The NDF market, directly linked to the midpoint set by the People's Bank of China (PBOC) each day, was frequently used by foreign firms before the CNH market was launched two years ago as it was one of the few ways to reduce yuan currency risks.
However, with the yuan's daily trading range against the dollar extended to 1 percent from 0.5 percent, it is common for the spot rate to deviate more and more from the midpoint, making corporates with NDF contracts less protected.
The yuan is allowed to rise or fall 1 percent against the dollar on a daily basis from a midpoint set by the PBOC.
"The change in the performance of the exchange rate onshore means the NDF market is going to be less important going forward and there will be more focus on CNH trading in the offshore market, either in spot, forward or options markets," Robert Minikin, senior FX strategist at Standard Chartered, told reporters.
The PBOC expanded the yuan's daily trading band against the dollar in April, in a milestone move underscoring its ambition to internationalise the use of the Chinese currency.
The CNH spot and forwards markets are both deliverable and allow for corporates to better hedge risks, while the close link between the two markets is also clearly desirable, he added.

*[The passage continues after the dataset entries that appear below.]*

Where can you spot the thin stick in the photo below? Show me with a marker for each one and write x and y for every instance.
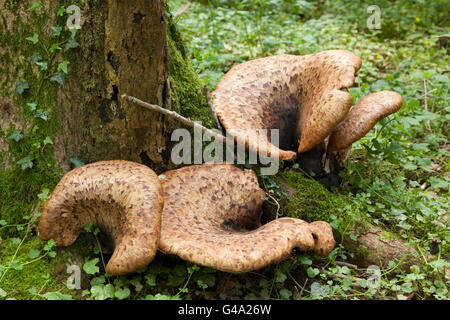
(181, 10)
(303, 288)
(174, 115)
(208, 98)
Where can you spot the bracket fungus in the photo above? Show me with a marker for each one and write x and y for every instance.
(305, 97)
(207, 206)
(124, 199)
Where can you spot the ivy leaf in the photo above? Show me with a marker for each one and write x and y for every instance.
(63, 66)
(90, 267)
(36, 57)
(16, 241)
(16, 266)
(56, 296)
(312, 272)
(35, 6)
(61, 11)
(32, 106)
(34, 253)
(437, 183)
(43, 114)
(21, 86)
(50, 244)
(72, 43)
(43, 65)
(16, 135)
(56, 31)
(44, 195)
(26, 163)
(77, 162)
(150, 279)
(285, 293)
(59, 77)
(280, 276)
(34, 39)
(98, 280)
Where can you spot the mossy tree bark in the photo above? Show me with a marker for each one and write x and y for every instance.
(123, 49)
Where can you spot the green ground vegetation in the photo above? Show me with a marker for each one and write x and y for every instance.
(396, 177)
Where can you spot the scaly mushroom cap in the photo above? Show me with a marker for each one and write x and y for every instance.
(124, 199)
(362, 118)
(304, 97)
(206, 206)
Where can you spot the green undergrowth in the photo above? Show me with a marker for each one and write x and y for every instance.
(187, 92)
(38, 270)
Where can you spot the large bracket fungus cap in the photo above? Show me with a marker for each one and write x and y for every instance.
(207, 206)
(362, 117)
(124, 199)
(305, 97)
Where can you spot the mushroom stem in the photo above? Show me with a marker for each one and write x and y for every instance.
(124, 199)
(174, 115)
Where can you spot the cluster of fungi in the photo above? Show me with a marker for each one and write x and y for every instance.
(210, 214)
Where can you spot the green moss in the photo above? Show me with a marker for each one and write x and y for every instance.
(186, 87)
(309, 200)
(19, 187)
(44, 274)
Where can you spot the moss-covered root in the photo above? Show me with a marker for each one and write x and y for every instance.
(366, 243)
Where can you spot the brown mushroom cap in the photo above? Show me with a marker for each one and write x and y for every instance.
(124, 199)
(303, 96)
(362, 118)
(207, 205)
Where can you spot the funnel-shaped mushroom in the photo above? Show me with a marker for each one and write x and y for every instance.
(362, 118)
(207, 206)
(124, 199)
(305, 97)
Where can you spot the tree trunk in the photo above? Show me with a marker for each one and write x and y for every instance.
(125, 46)
(123, 49)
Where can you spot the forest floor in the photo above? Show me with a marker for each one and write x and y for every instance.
(396, 178)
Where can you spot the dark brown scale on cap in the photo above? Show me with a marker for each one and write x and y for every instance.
(209, 232)
(305, 101)
(124, 199)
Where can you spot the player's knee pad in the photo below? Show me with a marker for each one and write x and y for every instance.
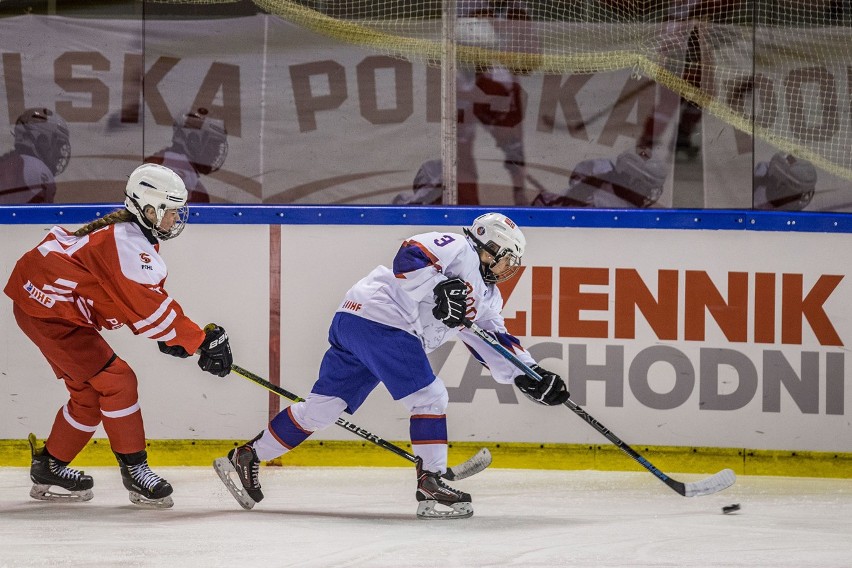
(117, 386)
(317, 411)
(431, 399)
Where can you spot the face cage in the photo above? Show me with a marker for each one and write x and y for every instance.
(513, 265)
(177, 228)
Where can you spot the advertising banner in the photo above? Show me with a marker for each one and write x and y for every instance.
(730, 339)
(285, 115)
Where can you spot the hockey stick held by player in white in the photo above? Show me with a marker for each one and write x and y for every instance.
(713, 484)
(471, 466)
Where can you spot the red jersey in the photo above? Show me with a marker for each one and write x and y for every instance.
(109, 278)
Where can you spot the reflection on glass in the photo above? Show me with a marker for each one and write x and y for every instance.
(42, 151)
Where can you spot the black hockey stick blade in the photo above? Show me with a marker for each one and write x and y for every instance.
(471, 466)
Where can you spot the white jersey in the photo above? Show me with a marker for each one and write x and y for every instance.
(402, 297)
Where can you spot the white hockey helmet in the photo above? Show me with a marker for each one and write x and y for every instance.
(790, 182)
(42, 133)
(497, 235)
(159, 189)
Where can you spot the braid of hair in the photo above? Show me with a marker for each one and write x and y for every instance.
(117, 216)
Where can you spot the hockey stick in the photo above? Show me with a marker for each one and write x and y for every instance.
(471, 466)
(713, 484)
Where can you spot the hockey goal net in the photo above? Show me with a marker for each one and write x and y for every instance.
(776, 69)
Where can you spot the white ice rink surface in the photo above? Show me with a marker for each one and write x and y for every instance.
(359, 517)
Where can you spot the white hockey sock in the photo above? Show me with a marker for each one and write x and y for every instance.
(267, 447)
(434, 456)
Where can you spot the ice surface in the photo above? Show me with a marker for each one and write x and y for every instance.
(364, 517)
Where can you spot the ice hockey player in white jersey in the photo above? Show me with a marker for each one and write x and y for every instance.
(381, 333)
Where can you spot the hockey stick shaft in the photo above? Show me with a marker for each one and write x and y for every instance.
(718, 482)
(475, 464)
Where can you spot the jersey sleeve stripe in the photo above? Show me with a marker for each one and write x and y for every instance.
(169, 336)
(153, 317)
(162, 327)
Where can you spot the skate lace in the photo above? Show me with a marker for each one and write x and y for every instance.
(255, 474)
(144, 476)
(62, 471)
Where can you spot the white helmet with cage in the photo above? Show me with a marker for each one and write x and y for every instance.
(504, 243)
(156, 189)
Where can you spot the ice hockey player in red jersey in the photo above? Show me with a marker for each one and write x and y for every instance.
(103, 276)
(382, 330)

Onshore yuan weakened slightly against the dollar on Monday after touching a record high of 6.2812 in early trade and nearly hitting the upward trading limit of 1 percent compared to the fixing of 6.3426.
Standard Chartered expects the yuan exchange rate to stand at 6.31 and 6.19 at the end of 2012 and 2013, respectively, since weakness in the export sector remains a concern and no clear appreciation trend is seen for the yuan this year.
COMPETITION WITH TAIWAN
The central banks of China and Taiwan signed an agreement on a clearing system for each other's currency in September and Taiwan banks have been sparing no effort preparing to seize opportunities arising from offshore yuan business.
Market players in Hong Kong are worried Taiwan's participation may divert fund flows from the territory, as some Taiwan corporates which used to rely on Hong Kong for yuan trade settlement may switch to Taiwan.
However, Kelvin Lau, regional economist at Standard Chartered, did not see direct competition from Taiwan. He believes Taiwan's yuan market development lies more with local banks taking part in the new business and drawing in yuan from the mainland China.
"Taiwan has its own channel to build up yuan liquidity, which makes it less likely to divert funds and business from Hong Kong," Lau said, noting more yuan outflows from the mainland will also benefit Hong Kong.
The bank expects yuan deposits in Taiwan to grow rapidly in the first year, reaching 150 billion yuan ($23.9 billion) by the end of 2013, though it would still be only 2 percent of total deposits. It could rise to 5 percent of the deposits by 2015 before eventually topping out at 30-35 percent.
Yuan deposits in Hong Kong stood at 552.3 billion yuan ($87.63 billion) by the end of August, representing 8.7 percent of total deposits.